Skip data loading for middle PP ranks - Githubissues

pytorch / torchtitan

A native PyTorch Library for large model training

BSD 3-Clause "New" or "Revised" License

2.25k stars 165 forks source link

Skip data loading for middle PP ranks #411

Closed wconstab closed 3 months ago

wconstab commented 3 months ago

Stack from ghstack (oldest at bottom):

-> #411
358

First and last PP rank need to perform data loading to fetch matching input_ids and labels.

as an alternative, PP could pass the 'labels' from stage 0 through all the stages, but unless the dataloader is overburdened enough to become the bottleneck this would likely be worse

A downside to skipping dataloading for middle ranks is added complexity in train.py including handling metrics.

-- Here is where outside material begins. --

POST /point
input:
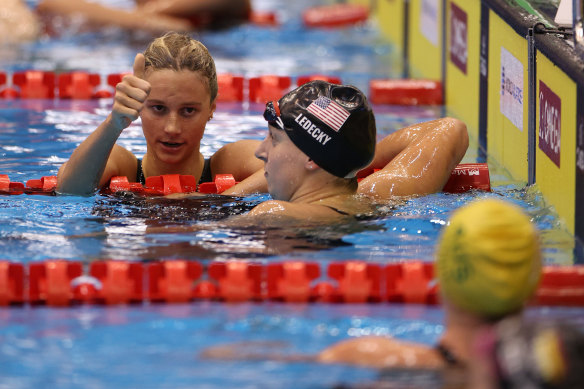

wps and mfu are derived from knowing the number of words in the batch, which is no longer known if data loading is skipped. This may be OK- last rank is the most interesting one to look at logs from since it also includes loss, and would compute MFU/WPS as well. However, if there are imbalances in WPS between ranks, we'd ideally have a way to see that via the metrics.

wconstab commented 3 months ago

honestly i'm not sure if we want to land this PR or not. It is not urgent in any case, and we could do some experiments to decide whether its more critical to reduce data-loader stress or to keep compute/comms balanced per rank and ensure we avoid timeouts. closing for now.

cc @tianyu-l @wanchaol @awgu